The weakness in Renminbi could be a game changer for trader strategy and consumer behaviour going forward, especially if your view is for continued yuan weakening. The surprise August Renminbi depreciation translates to at least 7% of price increase for wine imports. Chinese wine market is barely recovering from its nadir of 2013 it will not stomach price rise at present. For now, price hikes are likely to be absorbed by the trade, notably in the low and high end of the market. The most adversely impacted are the low end exporters with settlements in US dollars, aside from the US, that also include wines from Chile, South Africa and Argentina. These exporters will face downward pricing pressure to compete within and around the 100 yuan budget bracket. However their margins indicate that around a 10% increase in import price would eat up profits, and will necessarily result in either a price increase or a reshuffle of products.

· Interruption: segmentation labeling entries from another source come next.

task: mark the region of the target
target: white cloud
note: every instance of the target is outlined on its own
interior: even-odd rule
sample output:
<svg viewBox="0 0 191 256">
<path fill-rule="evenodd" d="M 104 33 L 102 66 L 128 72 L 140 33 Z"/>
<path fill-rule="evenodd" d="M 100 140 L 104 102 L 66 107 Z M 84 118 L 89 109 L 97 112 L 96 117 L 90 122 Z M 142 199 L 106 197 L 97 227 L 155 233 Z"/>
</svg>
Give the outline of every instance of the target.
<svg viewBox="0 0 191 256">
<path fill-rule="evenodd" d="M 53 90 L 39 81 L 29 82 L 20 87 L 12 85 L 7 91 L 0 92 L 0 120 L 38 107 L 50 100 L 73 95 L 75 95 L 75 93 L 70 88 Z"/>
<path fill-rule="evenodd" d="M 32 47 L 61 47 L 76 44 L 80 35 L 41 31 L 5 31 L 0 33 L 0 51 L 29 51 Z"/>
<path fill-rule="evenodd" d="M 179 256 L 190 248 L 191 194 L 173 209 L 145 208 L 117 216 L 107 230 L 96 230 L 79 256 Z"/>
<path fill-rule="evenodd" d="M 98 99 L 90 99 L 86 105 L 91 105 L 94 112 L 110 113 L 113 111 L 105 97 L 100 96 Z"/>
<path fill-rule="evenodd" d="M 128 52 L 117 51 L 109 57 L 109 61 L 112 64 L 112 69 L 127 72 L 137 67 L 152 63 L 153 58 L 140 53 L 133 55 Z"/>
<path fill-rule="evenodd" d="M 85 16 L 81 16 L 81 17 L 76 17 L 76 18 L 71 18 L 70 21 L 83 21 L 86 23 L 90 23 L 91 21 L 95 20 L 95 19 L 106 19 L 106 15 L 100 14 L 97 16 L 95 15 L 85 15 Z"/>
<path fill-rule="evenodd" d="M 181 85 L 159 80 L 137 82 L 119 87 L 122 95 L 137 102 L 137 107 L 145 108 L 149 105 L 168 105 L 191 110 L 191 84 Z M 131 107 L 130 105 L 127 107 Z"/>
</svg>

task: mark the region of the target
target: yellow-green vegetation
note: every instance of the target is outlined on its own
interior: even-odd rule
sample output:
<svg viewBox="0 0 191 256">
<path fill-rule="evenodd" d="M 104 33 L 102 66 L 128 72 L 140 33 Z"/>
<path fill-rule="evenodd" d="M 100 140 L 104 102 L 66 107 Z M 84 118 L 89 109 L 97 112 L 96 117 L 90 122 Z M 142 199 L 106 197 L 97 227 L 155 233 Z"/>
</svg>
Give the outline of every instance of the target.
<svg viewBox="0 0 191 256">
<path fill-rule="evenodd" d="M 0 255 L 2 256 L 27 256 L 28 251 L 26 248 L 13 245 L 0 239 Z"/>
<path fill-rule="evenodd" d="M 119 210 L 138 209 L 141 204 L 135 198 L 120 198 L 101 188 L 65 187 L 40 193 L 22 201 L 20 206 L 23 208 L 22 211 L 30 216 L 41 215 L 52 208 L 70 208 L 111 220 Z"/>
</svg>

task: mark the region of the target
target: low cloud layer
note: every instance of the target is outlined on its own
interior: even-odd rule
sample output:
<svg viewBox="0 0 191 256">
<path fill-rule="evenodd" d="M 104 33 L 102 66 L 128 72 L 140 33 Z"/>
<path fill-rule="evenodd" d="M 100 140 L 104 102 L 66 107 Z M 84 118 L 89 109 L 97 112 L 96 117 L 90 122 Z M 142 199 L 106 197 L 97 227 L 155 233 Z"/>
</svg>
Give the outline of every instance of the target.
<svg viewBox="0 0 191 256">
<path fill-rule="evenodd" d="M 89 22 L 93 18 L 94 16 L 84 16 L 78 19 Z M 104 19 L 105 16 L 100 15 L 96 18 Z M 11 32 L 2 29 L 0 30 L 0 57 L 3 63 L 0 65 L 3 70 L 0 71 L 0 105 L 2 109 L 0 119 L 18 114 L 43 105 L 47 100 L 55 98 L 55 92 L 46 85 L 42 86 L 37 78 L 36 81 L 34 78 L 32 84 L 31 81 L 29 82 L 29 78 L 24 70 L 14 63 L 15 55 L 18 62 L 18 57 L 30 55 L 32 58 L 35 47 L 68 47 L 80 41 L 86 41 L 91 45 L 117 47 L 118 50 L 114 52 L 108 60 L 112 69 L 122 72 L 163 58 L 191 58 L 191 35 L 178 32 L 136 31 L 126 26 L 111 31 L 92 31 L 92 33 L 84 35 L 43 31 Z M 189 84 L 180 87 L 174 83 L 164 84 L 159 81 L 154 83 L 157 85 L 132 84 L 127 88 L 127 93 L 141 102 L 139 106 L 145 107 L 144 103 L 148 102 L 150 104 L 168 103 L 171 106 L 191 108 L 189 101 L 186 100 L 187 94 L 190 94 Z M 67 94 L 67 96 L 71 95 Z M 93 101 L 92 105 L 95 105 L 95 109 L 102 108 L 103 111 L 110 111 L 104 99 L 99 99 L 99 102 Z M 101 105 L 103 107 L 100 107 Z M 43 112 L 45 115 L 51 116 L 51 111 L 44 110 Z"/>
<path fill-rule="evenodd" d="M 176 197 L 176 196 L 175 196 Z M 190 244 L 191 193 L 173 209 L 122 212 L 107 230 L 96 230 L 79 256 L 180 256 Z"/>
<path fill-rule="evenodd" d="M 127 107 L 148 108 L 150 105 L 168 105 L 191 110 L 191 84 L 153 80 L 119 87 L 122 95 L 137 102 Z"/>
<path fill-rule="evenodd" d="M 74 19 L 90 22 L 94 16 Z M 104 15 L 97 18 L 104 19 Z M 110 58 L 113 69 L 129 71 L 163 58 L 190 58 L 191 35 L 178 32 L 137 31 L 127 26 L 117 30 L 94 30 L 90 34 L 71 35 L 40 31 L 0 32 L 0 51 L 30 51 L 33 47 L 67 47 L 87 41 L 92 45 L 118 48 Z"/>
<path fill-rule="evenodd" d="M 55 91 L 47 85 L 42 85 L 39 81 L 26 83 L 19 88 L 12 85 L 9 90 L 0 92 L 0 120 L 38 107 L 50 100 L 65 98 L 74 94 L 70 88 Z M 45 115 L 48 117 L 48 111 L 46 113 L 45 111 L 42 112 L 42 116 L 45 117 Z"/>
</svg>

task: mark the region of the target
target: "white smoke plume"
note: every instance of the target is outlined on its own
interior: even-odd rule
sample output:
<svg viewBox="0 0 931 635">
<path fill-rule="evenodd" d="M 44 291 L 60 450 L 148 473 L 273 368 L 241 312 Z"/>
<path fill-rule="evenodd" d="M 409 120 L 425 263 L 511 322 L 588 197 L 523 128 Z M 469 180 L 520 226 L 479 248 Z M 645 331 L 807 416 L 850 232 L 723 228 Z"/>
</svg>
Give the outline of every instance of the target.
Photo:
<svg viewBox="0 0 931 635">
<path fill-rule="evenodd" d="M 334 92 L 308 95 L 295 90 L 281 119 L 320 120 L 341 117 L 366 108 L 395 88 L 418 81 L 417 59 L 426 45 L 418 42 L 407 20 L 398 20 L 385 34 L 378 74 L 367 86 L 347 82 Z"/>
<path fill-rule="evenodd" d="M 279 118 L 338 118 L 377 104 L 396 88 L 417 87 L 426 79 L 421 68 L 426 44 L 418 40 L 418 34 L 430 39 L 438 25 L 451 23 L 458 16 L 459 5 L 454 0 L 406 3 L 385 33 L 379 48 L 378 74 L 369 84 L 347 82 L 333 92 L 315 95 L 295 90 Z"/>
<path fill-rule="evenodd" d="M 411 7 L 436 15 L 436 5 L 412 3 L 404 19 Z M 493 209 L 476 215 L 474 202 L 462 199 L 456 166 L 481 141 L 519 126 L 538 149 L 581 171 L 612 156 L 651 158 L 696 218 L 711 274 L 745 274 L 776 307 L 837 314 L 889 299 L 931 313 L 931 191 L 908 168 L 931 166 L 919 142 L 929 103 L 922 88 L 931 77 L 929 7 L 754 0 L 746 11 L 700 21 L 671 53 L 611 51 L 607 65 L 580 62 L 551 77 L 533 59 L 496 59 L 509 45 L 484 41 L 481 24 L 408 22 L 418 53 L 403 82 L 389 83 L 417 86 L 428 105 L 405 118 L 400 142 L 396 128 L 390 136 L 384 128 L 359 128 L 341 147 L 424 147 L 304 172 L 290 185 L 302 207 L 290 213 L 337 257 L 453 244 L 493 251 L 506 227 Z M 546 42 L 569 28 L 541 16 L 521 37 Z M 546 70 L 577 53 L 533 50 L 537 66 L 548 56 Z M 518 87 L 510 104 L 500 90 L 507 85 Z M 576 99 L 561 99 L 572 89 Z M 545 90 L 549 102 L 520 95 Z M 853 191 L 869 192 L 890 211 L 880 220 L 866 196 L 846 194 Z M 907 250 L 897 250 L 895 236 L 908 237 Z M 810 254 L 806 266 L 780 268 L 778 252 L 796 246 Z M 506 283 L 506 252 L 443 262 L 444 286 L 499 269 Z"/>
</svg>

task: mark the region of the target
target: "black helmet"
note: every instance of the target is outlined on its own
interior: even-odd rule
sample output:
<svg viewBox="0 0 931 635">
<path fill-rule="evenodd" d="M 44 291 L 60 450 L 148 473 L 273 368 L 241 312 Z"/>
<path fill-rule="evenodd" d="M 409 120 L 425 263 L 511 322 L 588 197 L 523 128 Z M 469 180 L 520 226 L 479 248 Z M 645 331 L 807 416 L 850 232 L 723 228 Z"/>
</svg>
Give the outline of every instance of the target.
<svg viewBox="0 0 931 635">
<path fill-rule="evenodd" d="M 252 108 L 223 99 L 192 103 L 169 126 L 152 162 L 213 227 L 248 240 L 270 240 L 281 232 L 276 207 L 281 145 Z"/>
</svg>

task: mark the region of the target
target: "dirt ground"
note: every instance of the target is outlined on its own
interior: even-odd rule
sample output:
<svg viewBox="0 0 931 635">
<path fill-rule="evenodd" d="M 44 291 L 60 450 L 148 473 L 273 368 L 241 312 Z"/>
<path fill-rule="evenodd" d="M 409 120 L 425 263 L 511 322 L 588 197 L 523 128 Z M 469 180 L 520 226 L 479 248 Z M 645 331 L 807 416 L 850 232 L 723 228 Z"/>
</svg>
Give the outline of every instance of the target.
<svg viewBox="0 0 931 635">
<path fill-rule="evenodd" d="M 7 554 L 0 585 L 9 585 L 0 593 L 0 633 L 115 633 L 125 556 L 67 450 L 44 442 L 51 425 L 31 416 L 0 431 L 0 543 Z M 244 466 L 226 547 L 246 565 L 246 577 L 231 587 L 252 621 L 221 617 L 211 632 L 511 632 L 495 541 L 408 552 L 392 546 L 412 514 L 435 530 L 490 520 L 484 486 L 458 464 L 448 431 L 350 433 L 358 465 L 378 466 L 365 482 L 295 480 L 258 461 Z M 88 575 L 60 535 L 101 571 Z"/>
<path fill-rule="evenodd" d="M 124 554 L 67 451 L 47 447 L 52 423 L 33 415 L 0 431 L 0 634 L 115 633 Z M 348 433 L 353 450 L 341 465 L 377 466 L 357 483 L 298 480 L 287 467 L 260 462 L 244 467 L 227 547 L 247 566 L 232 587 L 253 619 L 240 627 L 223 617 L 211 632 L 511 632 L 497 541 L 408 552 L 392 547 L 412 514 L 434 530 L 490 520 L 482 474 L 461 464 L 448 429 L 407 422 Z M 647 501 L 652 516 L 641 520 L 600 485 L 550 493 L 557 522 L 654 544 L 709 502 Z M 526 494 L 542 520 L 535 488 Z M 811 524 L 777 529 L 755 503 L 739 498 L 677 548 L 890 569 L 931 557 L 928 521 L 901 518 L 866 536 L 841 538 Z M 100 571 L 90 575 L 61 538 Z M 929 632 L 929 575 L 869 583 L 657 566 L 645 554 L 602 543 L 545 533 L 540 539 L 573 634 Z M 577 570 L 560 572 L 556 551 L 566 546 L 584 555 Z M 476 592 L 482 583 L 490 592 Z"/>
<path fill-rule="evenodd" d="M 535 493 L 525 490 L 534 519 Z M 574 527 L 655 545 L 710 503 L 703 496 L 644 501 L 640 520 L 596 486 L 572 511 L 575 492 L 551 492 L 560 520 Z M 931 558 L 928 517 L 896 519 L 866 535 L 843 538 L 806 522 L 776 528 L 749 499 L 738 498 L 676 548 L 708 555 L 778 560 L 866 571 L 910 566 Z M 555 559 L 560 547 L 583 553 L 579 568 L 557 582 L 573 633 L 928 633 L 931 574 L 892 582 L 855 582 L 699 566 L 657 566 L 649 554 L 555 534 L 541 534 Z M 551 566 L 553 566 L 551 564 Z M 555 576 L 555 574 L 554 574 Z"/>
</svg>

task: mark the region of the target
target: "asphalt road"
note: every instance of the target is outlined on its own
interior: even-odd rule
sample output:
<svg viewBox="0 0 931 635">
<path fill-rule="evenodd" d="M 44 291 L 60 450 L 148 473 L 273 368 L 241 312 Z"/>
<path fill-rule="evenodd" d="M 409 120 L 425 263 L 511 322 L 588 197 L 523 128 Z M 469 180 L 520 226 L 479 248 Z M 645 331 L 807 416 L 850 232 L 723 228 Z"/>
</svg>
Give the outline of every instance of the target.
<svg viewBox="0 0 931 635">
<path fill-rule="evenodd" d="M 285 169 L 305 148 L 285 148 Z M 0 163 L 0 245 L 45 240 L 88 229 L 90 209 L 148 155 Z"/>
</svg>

Life is not much better at the high-end, because merchants are unlikely to pass on price increase whilst stocks remain high. This creates a complex picture at the high end of the market. Faced with a stock market crash, weaker currency, gloomy and uncertain economic outlook, financial analysts are generally of the view that expensive wines will face soft demand in the same vein as luxury products. However, some trade insiders believe otherwise. Short term exchange rate related price increase is likely to be absorbed by the importers, thus retailers and their discerning and wealthier clientele will seize the opportunity to buy high value bottles before price hikes are passed on to them. This would create opportunities for merchants to work through their stock, and stay incentivised to offer good deals for high end consumers whilst stocks last. This could create a healthy dynamic for the wine trade to rebalance (over) supply, (sluggish) demand and (supressed) margins going forward. Turing adverse market conditions into opportunities for both consumers and traders.
Last but not least, at the high net-worth end of the market the focus is unquestionably the Chinese investors’ unwavering interest in purchasing wineries, notably in and around Bordeaux. The difficult wine market at home is seemingly irrelevant to their desire for chateaux. Among the high net-worth community, the tumbling stock market in China and its uncertain outlook only increased the appeal of overseas assets. A weaker yuan at present does not significantly impact purchasing power, especially against a tired Euro. “Better to look sooner rather than later” seems to be the favoured view among prospective buyers. As they say in the market, uncertain conditions induce flight to safety. It used to mean buying gold and US treasuries and such likes, but in a new world order, for some the land from which vines grow and wine flow is the flight to safety of their dreams.